The Organization for Economic Cooperation and Development analyzed 427 cases of foreign bribery in 17 countries to determine who’s bribing who, and how authorities are discovering corrupt practices. While the report has a lot of information, it doesn't contain specifics about particular companies or cases, but focuses on broad patterns.
Among other things, researchers found that one in three corruption cases were voluntarily disclosed to law enforcement by the companies involved, after they discovered the issue through their own internal audits.
“This could be an indication of willingness on the part of companies to self-report in countries whose legal systems permit voluntary disclosure, especially when such behavior leads to mitigated sanctions,” the report says. In many cases, companies that self-report face a lighter sentence.
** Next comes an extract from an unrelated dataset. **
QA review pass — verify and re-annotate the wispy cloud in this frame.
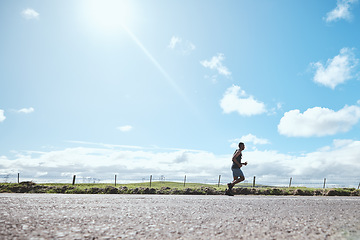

After self-reporting, the most common method of exposure for bribery cases was due diligence conducted before mergers and acquisitions, which represented about 28 percent of cases. Local law enforcement managed to uncover 13 percent of cases, investigative journalism uncovered 5 percent, while just 2 percent were brought to light by whistleblowers.
“In order to fight corruption and win, we have to know our enemy,” OECD Secretary-General Angel Gurria wrote in the introduction of the report released on Tuesday, adding that the new data “brings us face to face with our foe.
“Often disguised through a series of offshore transactions, multiple intermediaries and complex corporate structures, the detection, investigation and sanctioning of foreign bribery requires expertise, time and cooperation.”
The findings are the result of analysis from 427 foreign bribery cases involving 263 individuals and 164 companies from February 1999 to June 2014. And the results show much more than the different ways companies are getting themselves in trouble.
Researchers also found that, despite what they may say later on, 53 percent of bribery cases happened with full knowledge of corporate management or even chief executives.
“Corporate leadership is involved, or at least aware, of the practice of foreign bribery in most cases, rebutting perceptions of bribery as the act of rogue employees,” Gurria wrote.
The numbers also indicate the types of companies that are most likely to participate in bribery.
“We have learned that bribes are being paid across sectors to officials from countries at all stages of economic development,” Gurria wrote.
However, the OECD found that nearly two-thirds of all foreign bribery cases occurred in just four sectors. The extractive oil and mining industry was by far the leader, with 19 percent of all cases. Construction and transportation followed after, with 15 percent each, while information and communication companies accounted for 10 percent.
Of course, once the bribery is reported, companies have to pay up. The OECD Anti-Bribery Convention requires all parties to “confiscate the instrument of the bribe and its proceeds,” as well as provide for “effective, proportionate and dissuasive” sanctions.
The most popular method of punishment was a civil or criminal fine, which happened in 261 cases. Otherwise, offenders were met with confiscation, imprisonment or other methods of payback. To date, a total of $5.4 billion has been imposed through monetary sanctions, mostly through settlements, rather than convictions, the report shows.
“With this report, I challenge governments, business and society to change the incentives,” Gurria wrote. “Collective action is needed to win the war against corruption and we are now better equipped than ever to prevent, detect and punish this crime and give the fight against foreign bribery the priority it deserves.”